In Ghostbusters, released in 1984, when Janine Melnitz said to Dr. Egon Spengler, “You’re very handy, I can tell. I bet you like to read a lot, too,” Spengler famously, monotonously responded, “Print is dead.” And while predictions of paperless offices have proved premature, the papers that document an individual’s or an organization’s history are, increasingly, not actually created on paper, but rather digitally, via software programs. Digital preservation, therefore, is a pressing issue in archives that affects the integrity of not only the material that is already part of collections, but also affects decisions regarding the types of digital materials and file formats that institutions will collect in the future. Obsolescence with regard to file formats, software, media and hardware presents complex issues that are difficult to predict. Any preservation strategy that is employed must be designed to adapt to unknown changes. Even if, for example, the 3.5” disks found in HSP’s collections have not been damaged — their data neither erased nor compromised — there is no guarantee the newest version of Microsoft Word will open up documents that were created with WordPerfect, or even an earlier version of Word.
Emory University’s work with Salman Rushdie’s archive material has brought to light many of the issues involved with preserving legacy digital materials. Not only did the Emory archivists collect all of his printed material, but they took every computer, hard drive, CD, and diskette in Rushdie’s apartment. Erika Farr, Emory's director of born-digital initiatives, noted: "Rushdie's archive is pretty remarkable and high profile. It's a perfect one to start with. Much of his archival material after the 1980s, including daily calendars, virtual sticky notes, email correspondence and first drafts of novels, never existed on paper. We have close to his entire digital life up to 2006” (Naughton, 2011).
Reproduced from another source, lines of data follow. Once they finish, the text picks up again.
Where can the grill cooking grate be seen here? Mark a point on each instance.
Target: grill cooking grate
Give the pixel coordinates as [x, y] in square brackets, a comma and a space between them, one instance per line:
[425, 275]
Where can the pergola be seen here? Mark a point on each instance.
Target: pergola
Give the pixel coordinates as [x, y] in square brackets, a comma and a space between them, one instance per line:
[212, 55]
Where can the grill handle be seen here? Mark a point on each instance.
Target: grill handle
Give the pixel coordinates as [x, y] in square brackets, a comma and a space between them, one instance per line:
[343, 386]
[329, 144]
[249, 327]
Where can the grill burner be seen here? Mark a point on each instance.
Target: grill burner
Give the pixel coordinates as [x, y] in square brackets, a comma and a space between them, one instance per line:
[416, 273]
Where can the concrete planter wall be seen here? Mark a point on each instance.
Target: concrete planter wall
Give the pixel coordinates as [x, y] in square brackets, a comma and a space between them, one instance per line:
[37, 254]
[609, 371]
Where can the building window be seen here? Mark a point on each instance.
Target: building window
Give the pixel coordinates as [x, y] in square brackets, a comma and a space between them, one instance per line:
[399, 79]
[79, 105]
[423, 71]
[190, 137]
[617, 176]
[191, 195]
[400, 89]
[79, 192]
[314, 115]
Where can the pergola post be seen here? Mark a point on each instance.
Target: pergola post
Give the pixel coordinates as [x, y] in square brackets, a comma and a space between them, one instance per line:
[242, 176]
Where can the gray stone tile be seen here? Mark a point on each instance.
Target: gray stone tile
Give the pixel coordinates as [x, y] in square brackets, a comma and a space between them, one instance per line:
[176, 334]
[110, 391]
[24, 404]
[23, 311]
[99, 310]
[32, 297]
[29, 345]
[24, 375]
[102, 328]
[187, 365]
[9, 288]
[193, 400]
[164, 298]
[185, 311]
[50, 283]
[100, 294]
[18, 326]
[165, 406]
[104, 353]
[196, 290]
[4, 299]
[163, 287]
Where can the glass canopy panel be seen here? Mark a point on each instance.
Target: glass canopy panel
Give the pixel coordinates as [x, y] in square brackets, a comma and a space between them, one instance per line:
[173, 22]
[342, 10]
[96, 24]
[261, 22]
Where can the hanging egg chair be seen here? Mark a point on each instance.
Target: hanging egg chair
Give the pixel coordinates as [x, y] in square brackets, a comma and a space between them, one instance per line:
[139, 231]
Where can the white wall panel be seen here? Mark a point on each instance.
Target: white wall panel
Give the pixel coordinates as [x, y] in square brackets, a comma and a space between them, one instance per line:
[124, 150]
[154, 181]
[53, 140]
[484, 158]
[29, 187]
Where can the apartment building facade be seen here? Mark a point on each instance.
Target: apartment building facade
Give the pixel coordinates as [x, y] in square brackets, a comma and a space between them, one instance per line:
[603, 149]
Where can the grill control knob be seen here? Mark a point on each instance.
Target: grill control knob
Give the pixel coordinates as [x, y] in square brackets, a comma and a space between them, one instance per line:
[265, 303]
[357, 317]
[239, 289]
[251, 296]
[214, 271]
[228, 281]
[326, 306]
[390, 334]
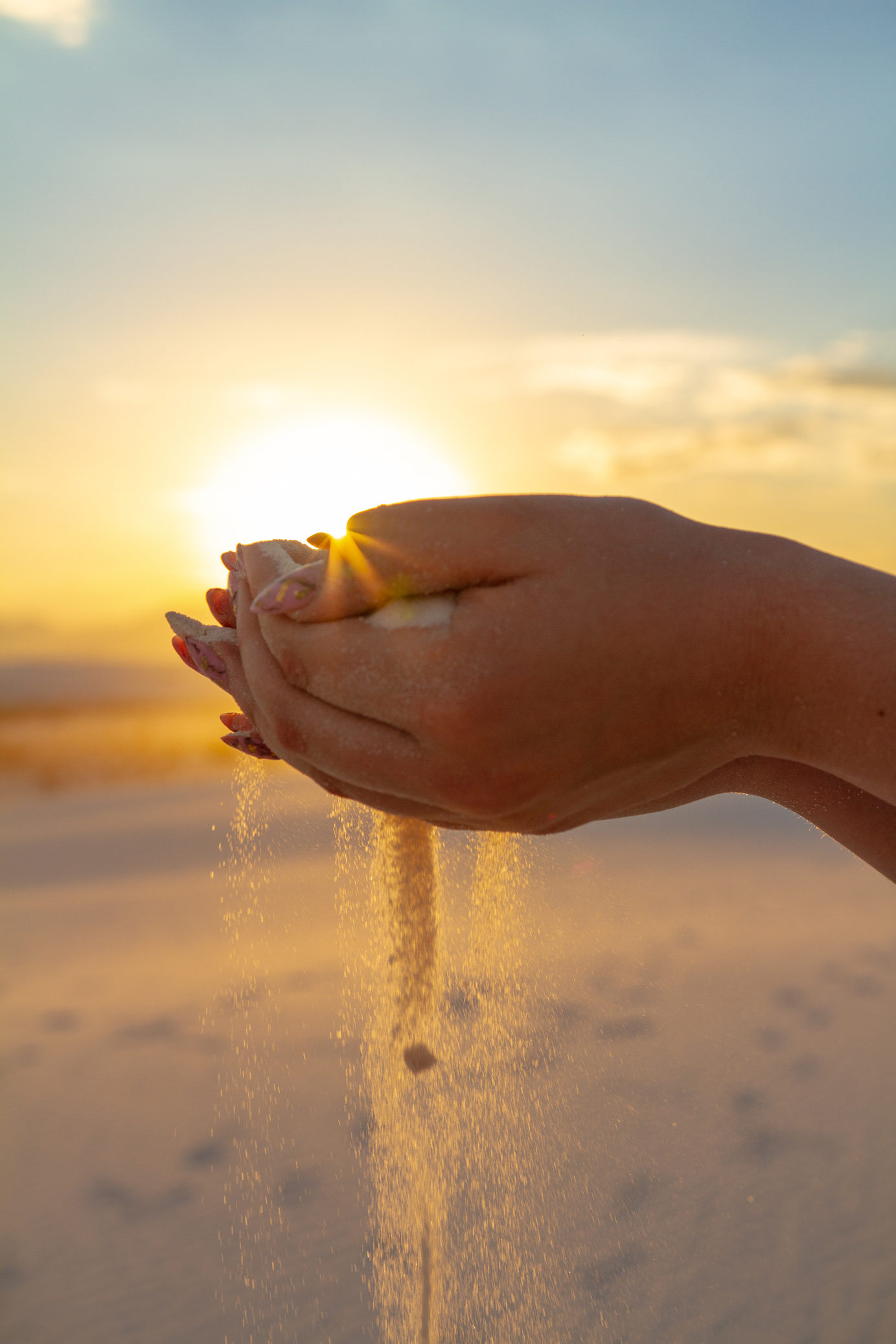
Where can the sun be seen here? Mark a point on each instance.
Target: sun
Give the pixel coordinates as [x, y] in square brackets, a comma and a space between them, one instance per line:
[311, 475]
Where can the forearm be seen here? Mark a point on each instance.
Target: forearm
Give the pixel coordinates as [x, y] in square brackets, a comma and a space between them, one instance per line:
[856, 819]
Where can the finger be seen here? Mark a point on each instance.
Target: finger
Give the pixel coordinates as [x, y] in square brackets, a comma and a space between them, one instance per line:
[394, 674]
[309, 733]
[221, 607]
[264, 562]
[424, 546]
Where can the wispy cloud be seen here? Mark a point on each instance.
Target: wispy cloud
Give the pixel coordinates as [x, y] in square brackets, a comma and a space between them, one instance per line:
[665, 404]
[67, 21]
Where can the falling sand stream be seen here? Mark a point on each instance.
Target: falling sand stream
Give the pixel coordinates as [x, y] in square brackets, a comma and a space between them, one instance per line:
[463, 1128]
[448, 1083]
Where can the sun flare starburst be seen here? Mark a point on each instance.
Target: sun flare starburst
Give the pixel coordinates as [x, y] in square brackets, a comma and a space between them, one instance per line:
[311, 475]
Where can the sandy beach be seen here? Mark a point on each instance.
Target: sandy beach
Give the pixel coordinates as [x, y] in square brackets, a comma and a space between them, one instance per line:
[708, 999]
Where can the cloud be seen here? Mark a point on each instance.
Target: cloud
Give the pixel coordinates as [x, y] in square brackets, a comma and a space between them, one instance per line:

A Macintosh Performa 5400 like the one used by Salman Rushdie
If most of Rushdie’s archival material since 1990 never existed on paper, we can imagine how little material will be created on paper in the future.
My internship at HSP consists of two primary projects that will hopefully contribute to planning a digital preservation strategy: 1) Identifying materials within the collections that exist on digital formats, such as CDs and DVDs, and migrating the files to a separate, secure location, as well as identifying materials that exist on legacy formats, such as 3.5” and 5.25” floppy disks, WANG disks, audio cassette tapes, VHS tapes, open reel tapes, etc., and researching migration and/or emulation solutions to ensure their preservation; and 2) Interviewing the staff of HSP to determine the types of digital files that are being created during the course of business, how and where they are saved, and what is being done with them.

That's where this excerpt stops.